FRANCIS LOCKWOOD was disappointed with the Old Country before he had spent a month in England. He had forgotten so much, and the longed for leisure palled upon him. He came of a stubborn, and somewhat reckless, British stock, and a love of the soil he sprang from was born in him as well as certain less desirable instincts, but eight years grim struggle on the wide plains of the West had set their stamp on him. Now he could count his cattle and horses by the hundred head, and his younger son’s portion lay trebled in a Canadian bank. "Still, so far his holiday had been a failure, and he remembered how when he waited in high spirits in a Western station for the Atlantic express his shrewd grey-haired partner of Caledonian extraction said:
“Idleness is not for such as ye, and ye’ll be wearying for the plains before three, months are over. Ye have given your best to the prairie, and the prairie has prospered ye—but choose weel, Frank, if ye bring a wife back with ye. ’ ’ The partner was right, for the things the bronzed rancher had dreamed of in the scorching dust of alkali and stinging winter drifts lost their attractiveness now he could touch and handle them, while he was uneasily conscious that a certain taint in his blood held in check by the life of effort under the open heaven was manifesting its presence. So one morning he thrust aside the whisky and soda untasted in a London club.

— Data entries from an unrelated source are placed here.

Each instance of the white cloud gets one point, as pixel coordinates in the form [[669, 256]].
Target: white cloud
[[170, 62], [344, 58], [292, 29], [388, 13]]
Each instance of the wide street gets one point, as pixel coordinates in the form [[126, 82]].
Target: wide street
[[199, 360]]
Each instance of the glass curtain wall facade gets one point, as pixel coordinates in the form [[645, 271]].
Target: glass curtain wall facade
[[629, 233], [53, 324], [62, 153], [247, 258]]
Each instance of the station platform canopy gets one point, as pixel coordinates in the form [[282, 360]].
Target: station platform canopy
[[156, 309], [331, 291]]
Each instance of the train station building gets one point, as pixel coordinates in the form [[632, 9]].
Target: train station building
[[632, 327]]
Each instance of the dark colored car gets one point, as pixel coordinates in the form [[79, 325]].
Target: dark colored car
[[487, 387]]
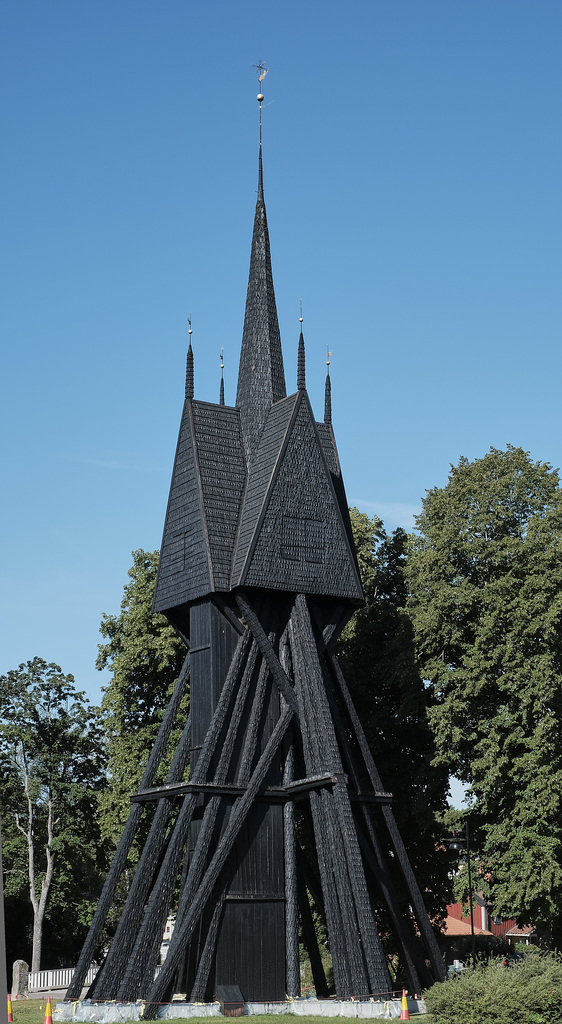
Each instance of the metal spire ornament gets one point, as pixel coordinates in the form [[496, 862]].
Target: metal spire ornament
[[271, 803]]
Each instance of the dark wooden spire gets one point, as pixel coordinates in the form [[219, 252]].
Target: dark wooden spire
[[261, 375], [301, 366], [328, 399], [189, 381]]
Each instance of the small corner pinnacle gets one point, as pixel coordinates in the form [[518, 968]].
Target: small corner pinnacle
[[189, 376], [301, 364], [328, 391]]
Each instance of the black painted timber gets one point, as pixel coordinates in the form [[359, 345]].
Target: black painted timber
[[258, 573]]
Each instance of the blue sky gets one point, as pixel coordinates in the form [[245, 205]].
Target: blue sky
[[413, 169]]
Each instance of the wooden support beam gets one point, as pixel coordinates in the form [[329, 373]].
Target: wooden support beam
[[120, 859], [240, 813], [413, 887]]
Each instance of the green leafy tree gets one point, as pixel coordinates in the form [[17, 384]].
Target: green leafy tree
[[378, 659], [52, 763], [485, 597], [144, 655]]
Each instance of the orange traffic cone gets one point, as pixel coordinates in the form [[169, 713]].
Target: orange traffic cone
[[48, 1012]]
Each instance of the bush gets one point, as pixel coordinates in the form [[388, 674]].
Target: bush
[[528, 991]]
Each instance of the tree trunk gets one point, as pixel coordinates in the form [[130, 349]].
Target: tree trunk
[[40, 904]]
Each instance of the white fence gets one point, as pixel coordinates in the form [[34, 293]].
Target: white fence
[[40, 981]]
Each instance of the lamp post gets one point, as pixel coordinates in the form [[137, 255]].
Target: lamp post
[[457, 845]]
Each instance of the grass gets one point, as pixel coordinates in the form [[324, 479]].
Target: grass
[[33, 1012]]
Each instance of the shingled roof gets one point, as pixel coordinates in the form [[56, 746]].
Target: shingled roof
[[257, 498]]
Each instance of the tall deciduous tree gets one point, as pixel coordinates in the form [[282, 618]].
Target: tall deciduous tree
[[378, 658], [485, 582], [52, 762], [144, 655]]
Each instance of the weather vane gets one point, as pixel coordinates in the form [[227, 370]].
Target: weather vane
[[261, 71]]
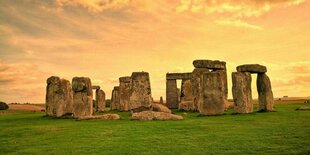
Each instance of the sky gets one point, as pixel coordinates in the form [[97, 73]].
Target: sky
[[107, 39]]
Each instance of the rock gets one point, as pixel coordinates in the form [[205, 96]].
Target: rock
[[82, 96], [213, 94], [152, 115], [303, 108], [187, 106], [124, 93], [242, 92], [265, 94], [172, 97], [159, 108], [252, 68], [115, 99], [104, 117], [187, 95], [100, 100], [161, 101], [197, 87], [210, 64], [59, 98], [140, 109], [4, 106], [141, 90]]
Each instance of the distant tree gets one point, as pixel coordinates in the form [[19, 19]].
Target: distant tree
[[3, 106]]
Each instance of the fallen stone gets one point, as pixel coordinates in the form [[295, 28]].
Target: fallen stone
[[152, 115], [210, 64], [252, 68], [159, 108], [104, 117]]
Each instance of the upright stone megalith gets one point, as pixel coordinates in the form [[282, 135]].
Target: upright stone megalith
[[100, 100], [82, 96], [141, 90], [124, 93], [265, 95], [186, 97], [172, 99], [213, 100], [242, 92], [115, 98], [58, 97]]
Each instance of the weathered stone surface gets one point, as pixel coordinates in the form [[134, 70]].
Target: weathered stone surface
[[210, 64], [124, 93], [104, 117], [303, 108], [159, 108], [265, 95], [59, 99], [252, 68], [100, 100], [197, 87], [95, 87], [153, 115], [141, 90], [213, 94], [172, 99], [115, 99], [175, 76], [242, 92], [186, 97], [82, 96]]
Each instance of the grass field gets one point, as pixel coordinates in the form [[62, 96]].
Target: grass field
[[283, 132]]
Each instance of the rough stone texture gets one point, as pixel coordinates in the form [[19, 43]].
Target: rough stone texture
[[172, 99], [197, 87], [82, 96], [104, 117], [175, 76], [303, 108], [124, 93], [115, 99], [186, 97], [242, 92], [95, 87], [59, 99], [159, 108], [161, 100], [252, 68], [210, 64], [100, 100], [213, 94], [265, 95], [152, 115], [141, 90]]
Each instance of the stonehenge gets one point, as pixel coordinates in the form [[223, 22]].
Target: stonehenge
[[203, 90], [241, 89]]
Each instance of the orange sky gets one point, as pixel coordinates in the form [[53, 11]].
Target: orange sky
[[106, 39]]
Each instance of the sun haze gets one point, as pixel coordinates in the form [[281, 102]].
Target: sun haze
[[107, 39]]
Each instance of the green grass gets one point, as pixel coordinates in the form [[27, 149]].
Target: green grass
[[283, 132]]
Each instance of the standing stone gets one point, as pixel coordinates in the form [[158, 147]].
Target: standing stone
[[197, 87], [187, 98], [58, 97], [161, 100], [265, 95], [172, 99], [82, 96], [124, 93], [115, 99], [242, 92], [100, 100], [141, 90], [213, 94]]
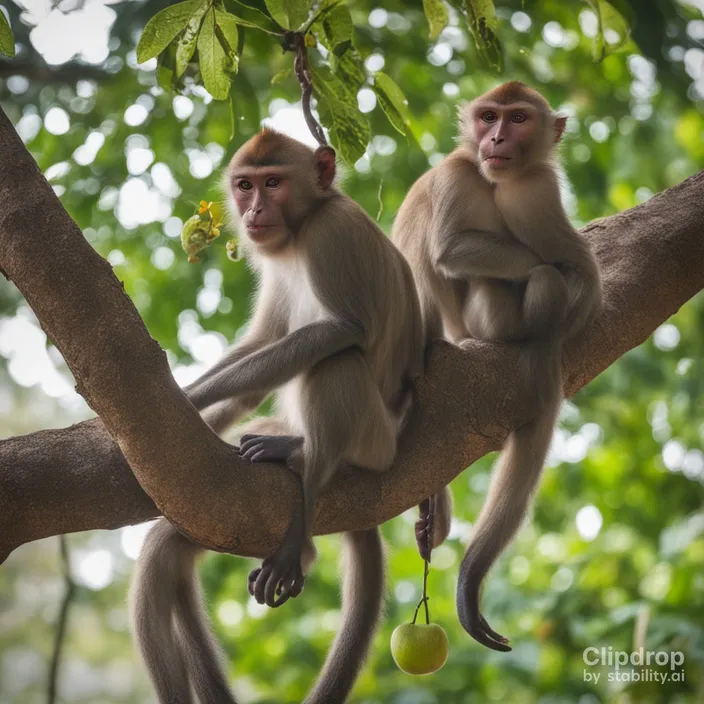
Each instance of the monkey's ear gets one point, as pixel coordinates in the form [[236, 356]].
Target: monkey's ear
[[560, 124], [325, 161]]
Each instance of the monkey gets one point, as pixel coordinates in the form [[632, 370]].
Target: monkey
[[336, 335], [495, 258]]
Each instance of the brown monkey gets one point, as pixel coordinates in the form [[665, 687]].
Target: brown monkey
[[336, 332], [495, 258]]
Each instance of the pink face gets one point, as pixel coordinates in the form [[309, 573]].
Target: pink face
[[504, 133], [261, 194]]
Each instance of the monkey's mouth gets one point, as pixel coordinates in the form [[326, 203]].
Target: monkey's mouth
[[259, 233], [495, 160]]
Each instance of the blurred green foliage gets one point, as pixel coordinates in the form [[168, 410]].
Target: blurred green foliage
[[613, 556]]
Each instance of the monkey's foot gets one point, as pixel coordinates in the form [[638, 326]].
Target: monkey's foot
[[269, 448], [279, 579], [471, 618], [424, 529]]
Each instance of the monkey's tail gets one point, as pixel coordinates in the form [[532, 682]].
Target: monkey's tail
[[514, 481], [362, 601], [170, 624]]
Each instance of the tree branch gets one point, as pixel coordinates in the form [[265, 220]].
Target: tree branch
[[652, 259]]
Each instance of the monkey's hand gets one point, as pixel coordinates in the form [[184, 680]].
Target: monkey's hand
[[280, 577], [270, 448], [472, 621]]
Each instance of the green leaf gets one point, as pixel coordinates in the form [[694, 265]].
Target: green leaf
[[7, 41], [608, 18], [166, 68], [226, 28], [337, 106], [247, 16], [163, 28], [212, 59], [481, 20], [349, 68], [437, 16], [290, 14], [186, 45], [393, 102], [336, 26], [245, 104]]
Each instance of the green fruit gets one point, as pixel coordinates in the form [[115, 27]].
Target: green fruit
[[419, 649]]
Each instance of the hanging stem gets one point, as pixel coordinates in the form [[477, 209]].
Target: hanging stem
[[426, 564], [296, 42]]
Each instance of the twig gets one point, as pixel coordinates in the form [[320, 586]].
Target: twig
[[426, 566], [62, 621], [295, 41]]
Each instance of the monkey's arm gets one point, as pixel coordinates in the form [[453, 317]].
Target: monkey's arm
[[463, 253], [533, 211], [468, 236], [268, 368], [268, 323]]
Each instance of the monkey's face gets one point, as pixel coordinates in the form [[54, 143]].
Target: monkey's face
[[506, 136], [263, 197]]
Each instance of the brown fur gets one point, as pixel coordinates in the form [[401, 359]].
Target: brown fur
[[336, 334], [499, 261]]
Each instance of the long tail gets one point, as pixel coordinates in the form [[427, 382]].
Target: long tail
[[362, 600], [170, 625], [515, 479]]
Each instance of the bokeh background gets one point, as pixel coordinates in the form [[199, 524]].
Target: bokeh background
[[614, 553]]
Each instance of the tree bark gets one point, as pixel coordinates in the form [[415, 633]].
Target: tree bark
[[83, 477]]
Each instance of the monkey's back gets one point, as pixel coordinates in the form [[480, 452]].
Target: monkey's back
[[374, 287]]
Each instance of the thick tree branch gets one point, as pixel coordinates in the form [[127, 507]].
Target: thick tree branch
[[652, 259]]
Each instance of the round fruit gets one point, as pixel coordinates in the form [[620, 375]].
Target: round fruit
[[419, 649]]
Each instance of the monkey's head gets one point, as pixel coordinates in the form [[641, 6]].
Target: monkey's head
[[510, 129], [275, 182]]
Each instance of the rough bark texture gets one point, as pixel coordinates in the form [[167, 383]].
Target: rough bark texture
[[652, 258]]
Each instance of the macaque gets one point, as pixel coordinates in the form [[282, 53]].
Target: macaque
[[336, 334], [495, 258]]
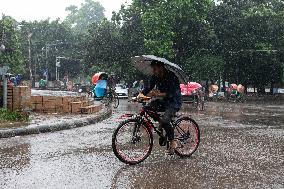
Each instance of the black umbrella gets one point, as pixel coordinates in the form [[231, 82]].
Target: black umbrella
[[143, 64]]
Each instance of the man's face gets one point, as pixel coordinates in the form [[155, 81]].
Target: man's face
[[157, 70]]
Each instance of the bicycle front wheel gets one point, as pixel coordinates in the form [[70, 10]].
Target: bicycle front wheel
[[187, 133], [115, 100], [132, 142]]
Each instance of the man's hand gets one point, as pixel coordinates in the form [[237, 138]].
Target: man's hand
[[156, 93]]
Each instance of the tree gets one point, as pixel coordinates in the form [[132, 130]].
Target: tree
[[12, 55], [89, 12]]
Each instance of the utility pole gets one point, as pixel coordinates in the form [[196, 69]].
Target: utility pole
[[3, 72], [57, 65], [30, 59], [46, 62]]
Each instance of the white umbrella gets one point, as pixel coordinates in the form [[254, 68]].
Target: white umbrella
[[143, 64]]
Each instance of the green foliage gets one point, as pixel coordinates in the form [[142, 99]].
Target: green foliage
[[12, 55], [205, 66], [89, 12], [6, 115]]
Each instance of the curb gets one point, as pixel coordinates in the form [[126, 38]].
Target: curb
[[103, 114]]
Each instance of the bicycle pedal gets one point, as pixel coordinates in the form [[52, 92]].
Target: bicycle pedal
[[162, 141]]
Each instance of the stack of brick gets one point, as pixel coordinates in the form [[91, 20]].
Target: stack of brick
[[18, 98], [56, 104]]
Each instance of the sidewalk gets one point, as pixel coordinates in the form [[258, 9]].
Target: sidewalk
[[42, 123]]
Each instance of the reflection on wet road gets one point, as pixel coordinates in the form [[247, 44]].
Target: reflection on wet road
[[241, 147]]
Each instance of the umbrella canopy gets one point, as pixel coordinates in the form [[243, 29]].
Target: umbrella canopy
[[98, 76], [194, 85], [143, 63], [233, 86]]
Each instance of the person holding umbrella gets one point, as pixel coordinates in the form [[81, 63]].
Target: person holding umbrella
[[165, 89]]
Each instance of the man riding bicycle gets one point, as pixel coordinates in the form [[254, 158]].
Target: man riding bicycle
[[168, 100]]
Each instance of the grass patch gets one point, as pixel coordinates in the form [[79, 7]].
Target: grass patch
[[6, 115]]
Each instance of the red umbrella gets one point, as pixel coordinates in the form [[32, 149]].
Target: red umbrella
[[193, 85], [97, 77]]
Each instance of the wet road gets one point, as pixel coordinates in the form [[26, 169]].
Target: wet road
[[242, 146]]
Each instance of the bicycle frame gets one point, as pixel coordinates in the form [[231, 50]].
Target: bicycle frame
[[145, 118]]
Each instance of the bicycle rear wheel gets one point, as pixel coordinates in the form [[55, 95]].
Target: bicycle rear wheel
[[187, 133], [132, 142]]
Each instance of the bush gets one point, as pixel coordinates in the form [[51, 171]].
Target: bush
[[6, 115]]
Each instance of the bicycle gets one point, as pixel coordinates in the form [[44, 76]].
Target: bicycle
[[137, 141]]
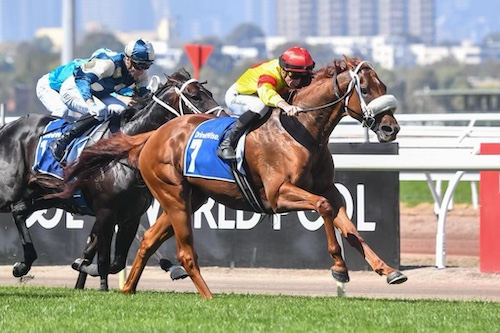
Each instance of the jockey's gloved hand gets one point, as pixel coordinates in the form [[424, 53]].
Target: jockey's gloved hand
[[99, 112], [290, 110], [115, 108]]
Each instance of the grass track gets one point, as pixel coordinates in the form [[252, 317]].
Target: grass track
[[39, 309]]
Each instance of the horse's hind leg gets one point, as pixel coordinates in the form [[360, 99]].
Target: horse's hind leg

“I’ve had enough of this and will go up and see Harry’s new place in the North,’ he said to a relative. “Unlimited loafing isn’t good for me, and there’ll be fresh air up there among the fells any way.”
He went, taking with him a trout rod, rook rifle, and sundry garments packed in a big fishing creel, for he had acquired primitive ideas on the subject of necessaries in the West, and astonished the worthy master of a little station in the North Country by insisting on carrying them fifteen miles to his brother’s house.Henry Lockwood, the stockbroker, had rented sporting rights, and a lodge where he entertained company floaters, and others at certain seasons.
“There’s a train from the junction this, afternoon, and it’s only four miles from the station to the lodge. You can’t never walk there with those things,” said the railway official; and Lockwood answered: “I’m not quite a cripple,
nor as feeble as I look. A hundred miles isn’t a long walk in my country.”
Then the station master said solemnly: “Well, may I be danged!” as he watched the stalwart Colonial brush through the heather up the face of a hill.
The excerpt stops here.